This has been driving me nuts: Avast, an Anti-Virus product that I have in the past recommended, has been flagging JihadWatch.org as having malware, with warnings such as “Infection Blocked,” “Avast WebShield has blocked a harmful web page or file,” and “A threat has been detected.” Of course, this is not true. There is no virus.
I first got notification of the issue last week. As it happens, I’ve seen it a couple of times before; in fact, AVG, another anti-virus company, followed Avast and also started flagging JihadWatch.org, but a simple email asking them to look again was sufficient to get them to correct their signatures and apologise for getting it wrong.
McAfee has no issue with Jihad Watch:
Neither does Norton:
Or any of the other 63 malware scanning sites listed here.
Avast has been sent dozens of complaints. Most received a response, although I did not. They even admit that there is no malware in a few of the responses. Here is one:
Thank you for contacting Avast.
…Once they stop using useless obfuscation, it will not be blocked (it is the obfuscation that is being detected, not the actual deobfuscated code!) .
Avast Technical Support Specialist
That “obfuscation” he is talking about is the Counter DDoS prevention code that JihadWatch.org uses. It’s essential to keep the site available, as we are literally seeing tens of millions of attacks every day. Obviously we need to stay one step ahead. Yet Avast is saying that we should remove that protective code, and then they will stop saying we have malware, even though they know we don’t have malware in the first place. Apart from the sheer lunacy of this demand, one has to question their honesty and competence in checking anything: if they can say something is unsafe when they know it isn’t and admit that they know, how can anyone be sure that when they say something is safe that it really is?
Now about this code.
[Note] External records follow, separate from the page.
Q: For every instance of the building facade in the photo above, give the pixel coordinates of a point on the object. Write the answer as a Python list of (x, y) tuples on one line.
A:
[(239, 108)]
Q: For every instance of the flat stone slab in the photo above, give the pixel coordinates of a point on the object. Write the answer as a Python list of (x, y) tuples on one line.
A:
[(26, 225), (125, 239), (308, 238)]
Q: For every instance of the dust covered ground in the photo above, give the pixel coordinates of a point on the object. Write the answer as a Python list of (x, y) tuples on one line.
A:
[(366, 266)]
I won’t post it here as text, as we know they will flag that also, but any competent developer can tell there is nothing malicious there. It’s no secret. It’s simple base64 encoding, easily decoded, not that it will mean much. The point is, it’s easy to see it’s not malicious. It’s easy for Avast to add a signature to their scanners even if they did see this scary “obfuscation.” Their choice of words is interesting: when script is “encoded” for good reason, as this is, we just call it “encoded,” not obfuscation, as developers can easily decode it to see the real code behind it, using any number of tools.
So is this sheer incompetence on Avast’s part or another method to disrupt free speech? I can’t tell, but in the meantime, please report these false positives to Avast at avast.com, choosing report false virus alert, and let any of your friends know that JihadWatch.org is not infected in any way. Those who encounter Avast’s virus alert should click ignore, which is sometimes an option, or switch to a more reliable Anti-Virus solution (it should be noted that although AVG got it wrong initially, they were quick to correct their mistake).